Masa in Midtown has long held the title of the country’s most expensive restaurant, a distinction it doesn’t appear to be in danger of losing thanks to a new eye-popping set of prices. An extravagant counter meal of wagyu beef, caviar-crowned toro, and white truffle ice cream will soon cost at least $1,000 per person, and that’s before a single drop of wine or sake is poured.

In the early aughts, a time of gilded, sometimes Marie Antoinette-style opulence in the New York dining world, a solo meal at the sushi den used to run an unthinkable $500 or thereabouts.

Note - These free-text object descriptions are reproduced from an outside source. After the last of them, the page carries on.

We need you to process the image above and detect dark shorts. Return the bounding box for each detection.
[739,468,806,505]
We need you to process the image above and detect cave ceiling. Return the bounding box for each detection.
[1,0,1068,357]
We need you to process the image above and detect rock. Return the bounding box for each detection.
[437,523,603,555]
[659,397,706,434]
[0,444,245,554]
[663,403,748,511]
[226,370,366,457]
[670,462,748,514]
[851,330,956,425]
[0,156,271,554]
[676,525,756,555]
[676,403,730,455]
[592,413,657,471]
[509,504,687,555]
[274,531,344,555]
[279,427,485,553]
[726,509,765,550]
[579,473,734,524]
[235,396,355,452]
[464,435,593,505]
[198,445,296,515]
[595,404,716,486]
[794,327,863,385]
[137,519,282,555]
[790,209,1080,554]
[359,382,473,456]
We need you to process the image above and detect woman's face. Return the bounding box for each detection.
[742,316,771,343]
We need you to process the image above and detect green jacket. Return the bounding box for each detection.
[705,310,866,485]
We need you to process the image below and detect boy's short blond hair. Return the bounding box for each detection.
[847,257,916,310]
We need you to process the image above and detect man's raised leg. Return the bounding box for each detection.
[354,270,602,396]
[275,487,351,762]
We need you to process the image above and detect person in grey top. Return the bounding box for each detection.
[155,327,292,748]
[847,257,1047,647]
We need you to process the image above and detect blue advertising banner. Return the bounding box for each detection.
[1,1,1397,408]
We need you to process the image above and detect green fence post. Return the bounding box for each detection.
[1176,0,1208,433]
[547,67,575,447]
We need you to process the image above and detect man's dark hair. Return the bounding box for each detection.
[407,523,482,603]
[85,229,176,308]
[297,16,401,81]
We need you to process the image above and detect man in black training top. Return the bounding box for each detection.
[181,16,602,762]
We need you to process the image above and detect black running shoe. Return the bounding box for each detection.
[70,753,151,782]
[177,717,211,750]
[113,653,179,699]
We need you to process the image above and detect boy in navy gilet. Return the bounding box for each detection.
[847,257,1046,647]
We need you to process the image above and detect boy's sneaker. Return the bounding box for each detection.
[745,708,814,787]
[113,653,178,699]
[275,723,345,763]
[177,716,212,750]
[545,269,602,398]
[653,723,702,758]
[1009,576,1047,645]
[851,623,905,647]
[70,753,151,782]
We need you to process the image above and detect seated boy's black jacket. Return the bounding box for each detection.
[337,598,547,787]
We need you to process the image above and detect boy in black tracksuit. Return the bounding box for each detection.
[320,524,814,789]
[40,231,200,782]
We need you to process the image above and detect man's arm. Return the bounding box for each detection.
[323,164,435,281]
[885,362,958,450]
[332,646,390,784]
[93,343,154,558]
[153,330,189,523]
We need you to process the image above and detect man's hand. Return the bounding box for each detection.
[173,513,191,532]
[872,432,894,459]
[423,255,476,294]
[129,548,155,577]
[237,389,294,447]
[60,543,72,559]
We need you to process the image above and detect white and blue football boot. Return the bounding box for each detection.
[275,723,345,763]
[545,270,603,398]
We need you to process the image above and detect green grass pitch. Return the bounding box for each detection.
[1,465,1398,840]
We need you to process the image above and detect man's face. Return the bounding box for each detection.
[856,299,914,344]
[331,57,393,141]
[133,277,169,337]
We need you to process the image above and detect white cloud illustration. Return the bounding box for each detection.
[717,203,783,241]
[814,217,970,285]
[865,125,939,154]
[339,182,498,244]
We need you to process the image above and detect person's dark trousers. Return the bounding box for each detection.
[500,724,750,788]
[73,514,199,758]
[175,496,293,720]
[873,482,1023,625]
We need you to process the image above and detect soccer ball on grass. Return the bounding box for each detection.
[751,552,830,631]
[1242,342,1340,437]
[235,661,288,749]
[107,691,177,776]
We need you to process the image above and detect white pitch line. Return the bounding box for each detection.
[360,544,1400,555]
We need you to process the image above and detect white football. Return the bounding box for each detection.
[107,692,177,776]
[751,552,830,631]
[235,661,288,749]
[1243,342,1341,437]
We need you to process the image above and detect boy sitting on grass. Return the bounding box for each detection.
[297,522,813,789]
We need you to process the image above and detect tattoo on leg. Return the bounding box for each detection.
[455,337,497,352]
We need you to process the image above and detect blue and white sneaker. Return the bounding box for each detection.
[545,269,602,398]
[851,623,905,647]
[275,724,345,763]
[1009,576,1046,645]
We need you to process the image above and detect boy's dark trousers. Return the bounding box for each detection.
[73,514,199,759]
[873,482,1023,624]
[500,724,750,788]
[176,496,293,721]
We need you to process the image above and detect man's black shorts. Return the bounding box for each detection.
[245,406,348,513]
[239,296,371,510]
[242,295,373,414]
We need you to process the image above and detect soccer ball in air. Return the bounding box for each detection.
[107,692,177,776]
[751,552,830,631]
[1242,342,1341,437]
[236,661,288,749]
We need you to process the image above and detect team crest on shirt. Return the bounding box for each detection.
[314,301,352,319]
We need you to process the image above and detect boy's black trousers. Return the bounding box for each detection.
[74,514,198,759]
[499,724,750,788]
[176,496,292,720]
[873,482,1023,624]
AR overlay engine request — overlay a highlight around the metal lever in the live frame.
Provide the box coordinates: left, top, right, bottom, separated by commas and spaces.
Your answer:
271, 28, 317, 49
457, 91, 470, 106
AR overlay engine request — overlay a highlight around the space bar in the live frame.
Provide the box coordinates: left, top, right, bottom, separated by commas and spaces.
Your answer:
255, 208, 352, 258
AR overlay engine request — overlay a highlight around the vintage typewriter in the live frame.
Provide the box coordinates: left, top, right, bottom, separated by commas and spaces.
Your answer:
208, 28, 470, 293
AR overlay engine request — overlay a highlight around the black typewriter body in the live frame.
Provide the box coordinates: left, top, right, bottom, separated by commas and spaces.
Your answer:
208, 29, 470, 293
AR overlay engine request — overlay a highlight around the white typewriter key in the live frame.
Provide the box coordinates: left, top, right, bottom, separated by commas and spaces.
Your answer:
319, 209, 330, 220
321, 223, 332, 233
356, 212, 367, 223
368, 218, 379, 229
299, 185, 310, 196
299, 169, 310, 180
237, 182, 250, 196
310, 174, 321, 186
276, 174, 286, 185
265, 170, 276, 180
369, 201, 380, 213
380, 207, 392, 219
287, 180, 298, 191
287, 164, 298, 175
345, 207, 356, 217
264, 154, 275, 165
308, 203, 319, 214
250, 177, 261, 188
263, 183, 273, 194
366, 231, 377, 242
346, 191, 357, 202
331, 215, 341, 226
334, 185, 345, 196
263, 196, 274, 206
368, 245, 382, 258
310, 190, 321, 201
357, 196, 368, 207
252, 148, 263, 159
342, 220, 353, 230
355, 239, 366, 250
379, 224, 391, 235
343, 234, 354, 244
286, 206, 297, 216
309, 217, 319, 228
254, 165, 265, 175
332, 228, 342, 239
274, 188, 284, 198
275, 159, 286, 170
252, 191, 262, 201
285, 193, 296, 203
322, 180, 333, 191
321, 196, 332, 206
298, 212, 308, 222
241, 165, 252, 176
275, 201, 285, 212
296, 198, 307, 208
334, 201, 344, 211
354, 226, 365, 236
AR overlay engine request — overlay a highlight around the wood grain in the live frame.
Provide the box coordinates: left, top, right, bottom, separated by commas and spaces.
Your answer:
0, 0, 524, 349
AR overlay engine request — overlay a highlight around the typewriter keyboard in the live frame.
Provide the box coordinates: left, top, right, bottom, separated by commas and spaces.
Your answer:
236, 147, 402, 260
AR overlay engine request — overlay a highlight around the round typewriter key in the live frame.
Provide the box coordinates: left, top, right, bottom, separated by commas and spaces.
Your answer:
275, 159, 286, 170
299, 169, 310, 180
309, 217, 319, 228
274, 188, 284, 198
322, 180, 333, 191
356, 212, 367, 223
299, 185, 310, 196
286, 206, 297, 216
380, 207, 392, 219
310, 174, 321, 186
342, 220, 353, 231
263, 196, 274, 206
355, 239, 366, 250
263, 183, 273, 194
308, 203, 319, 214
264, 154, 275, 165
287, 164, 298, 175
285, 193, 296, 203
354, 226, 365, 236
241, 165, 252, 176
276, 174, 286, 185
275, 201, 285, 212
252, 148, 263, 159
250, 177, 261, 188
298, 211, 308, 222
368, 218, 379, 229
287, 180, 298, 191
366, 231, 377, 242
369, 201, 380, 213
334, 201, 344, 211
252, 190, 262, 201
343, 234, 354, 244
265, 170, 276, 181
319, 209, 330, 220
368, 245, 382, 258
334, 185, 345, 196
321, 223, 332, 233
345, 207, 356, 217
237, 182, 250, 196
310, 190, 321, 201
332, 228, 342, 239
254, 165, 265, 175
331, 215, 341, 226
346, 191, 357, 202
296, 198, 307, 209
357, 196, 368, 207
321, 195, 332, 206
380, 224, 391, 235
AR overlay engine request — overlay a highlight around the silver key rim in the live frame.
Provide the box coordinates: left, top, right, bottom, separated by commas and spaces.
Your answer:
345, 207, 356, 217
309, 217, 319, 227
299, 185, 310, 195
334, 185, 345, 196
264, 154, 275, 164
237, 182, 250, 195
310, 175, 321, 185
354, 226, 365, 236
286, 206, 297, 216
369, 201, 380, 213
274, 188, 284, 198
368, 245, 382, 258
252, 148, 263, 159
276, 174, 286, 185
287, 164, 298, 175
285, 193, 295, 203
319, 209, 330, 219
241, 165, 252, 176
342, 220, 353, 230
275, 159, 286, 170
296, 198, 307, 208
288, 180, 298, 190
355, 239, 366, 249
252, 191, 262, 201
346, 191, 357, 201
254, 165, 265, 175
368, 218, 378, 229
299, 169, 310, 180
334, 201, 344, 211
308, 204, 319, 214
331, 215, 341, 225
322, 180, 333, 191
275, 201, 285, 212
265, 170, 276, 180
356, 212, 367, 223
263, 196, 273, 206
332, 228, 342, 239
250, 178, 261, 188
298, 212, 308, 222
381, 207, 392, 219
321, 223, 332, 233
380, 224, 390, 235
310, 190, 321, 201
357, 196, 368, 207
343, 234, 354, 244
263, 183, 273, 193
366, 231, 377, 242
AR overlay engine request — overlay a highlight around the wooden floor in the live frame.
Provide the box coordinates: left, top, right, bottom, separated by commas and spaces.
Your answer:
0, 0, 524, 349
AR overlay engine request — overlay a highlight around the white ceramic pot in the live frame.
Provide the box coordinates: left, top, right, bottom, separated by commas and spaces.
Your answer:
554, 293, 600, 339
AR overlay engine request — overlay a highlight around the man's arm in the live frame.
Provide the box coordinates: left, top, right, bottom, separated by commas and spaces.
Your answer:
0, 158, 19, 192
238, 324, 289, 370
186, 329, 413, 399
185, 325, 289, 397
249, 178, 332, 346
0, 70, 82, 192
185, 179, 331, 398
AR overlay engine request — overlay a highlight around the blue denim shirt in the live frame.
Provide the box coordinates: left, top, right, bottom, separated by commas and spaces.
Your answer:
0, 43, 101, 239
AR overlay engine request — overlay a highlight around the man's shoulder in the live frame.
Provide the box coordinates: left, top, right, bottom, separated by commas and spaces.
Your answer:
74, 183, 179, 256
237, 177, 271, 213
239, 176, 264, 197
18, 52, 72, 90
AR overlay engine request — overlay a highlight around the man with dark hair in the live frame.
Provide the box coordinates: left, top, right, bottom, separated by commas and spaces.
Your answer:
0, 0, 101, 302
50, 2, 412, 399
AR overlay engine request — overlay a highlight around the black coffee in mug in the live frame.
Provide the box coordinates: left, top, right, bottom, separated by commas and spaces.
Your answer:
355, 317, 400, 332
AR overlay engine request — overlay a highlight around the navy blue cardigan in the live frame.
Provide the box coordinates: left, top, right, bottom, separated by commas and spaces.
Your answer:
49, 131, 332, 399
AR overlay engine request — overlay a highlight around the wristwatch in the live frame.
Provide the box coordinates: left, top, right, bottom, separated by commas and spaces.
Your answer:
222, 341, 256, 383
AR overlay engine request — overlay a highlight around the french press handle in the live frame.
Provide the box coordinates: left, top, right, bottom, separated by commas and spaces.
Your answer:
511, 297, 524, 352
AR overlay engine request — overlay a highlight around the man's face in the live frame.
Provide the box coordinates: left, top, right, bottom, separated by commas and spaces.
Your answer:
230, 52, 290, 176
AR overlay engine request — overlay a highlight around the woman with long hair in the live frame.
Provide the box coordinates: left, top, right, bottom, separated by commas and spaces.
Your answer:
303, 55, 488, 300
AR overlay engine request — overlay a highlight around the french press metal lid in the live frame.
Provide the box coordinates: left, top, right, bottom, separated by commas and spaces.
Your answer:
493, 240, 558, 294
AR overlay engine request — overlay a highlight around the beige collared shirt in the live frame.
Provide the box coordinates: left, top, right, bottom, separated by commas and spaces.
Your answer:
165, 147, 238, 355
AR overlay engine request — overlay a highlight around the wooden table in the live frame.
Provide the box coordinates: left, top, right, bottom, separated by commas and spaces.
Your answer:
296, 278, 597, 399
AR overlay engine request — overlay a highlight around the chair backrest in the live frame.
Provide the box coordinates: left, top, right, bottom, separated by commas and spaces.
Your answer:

Now, that wild number almost seems quaint.

Starting in April, a prized bar seat at the restaurant will jump by $150 to $950, according to the venue’s reservations page. Add on tax and the omakase service will run $1,034. Patrons choosing to sit at one of the tables will pay $750, a $100 increase. A spokesperson did not respond to an Eater inquiry about the new pricing.

Masa, it should be noted, is not an obscure private club for yacht owners. The chef, Masa Takayama, accompanied Anthony Bourdain during an episode of No Reservations, and has appeared on Late Night with Seth Meyers. The restaurant itself received a maximum grant of $5 million from the Restaurant Revitalization Fund last spring, a pandemic-era program that most New York culinary establishments were shut out from. And Masa is the only stateside sushi-ya with three Michelin-stars, an accolade reserved for establishments so impressive that they merit, in the words of the Red Guide inspectors, a “special journey.” It’s the type of place that would theoretically justify a trans-Atlantic voyage.

The new pricing, however, allows for a more sobering superlative: Masa now ranks as the only high profile U.S. restaurant where dinner for one will regularly command $1,000 per person before drinks. Even amid Manhattan’s competitive fine dining scene, no other venue even comes close in price — with the exception of a particularly extravagant menu offering at Per Se, conveniently located next door to Masa at the Deutsche Bank Center.

Masa’s pricing has long trended in an exclusionary direction, but a meal for two that will likely run close to $2,500 after beverages telegraphs even more aristocratic energy, something to the effect of: If you have to compare the cost of a dinner with what you spend on monthly rent or an entire vacation, maybe this place isn’t for you.

A box of sushi next to rice, nori seaweed and chopsticks An $800 temaki box Masa offered earlier during the pandemic. Gary He/Eater

Takayama’s hike is just the latest in the wake of upward price moves throughout the city’s high-end Japanese scene. Rising food and supply chain costs, along with strong consumer demand, have pushed the cost of a luxe sushi dinner into the $400 per person range at no fewer than seven venues across Manhattan.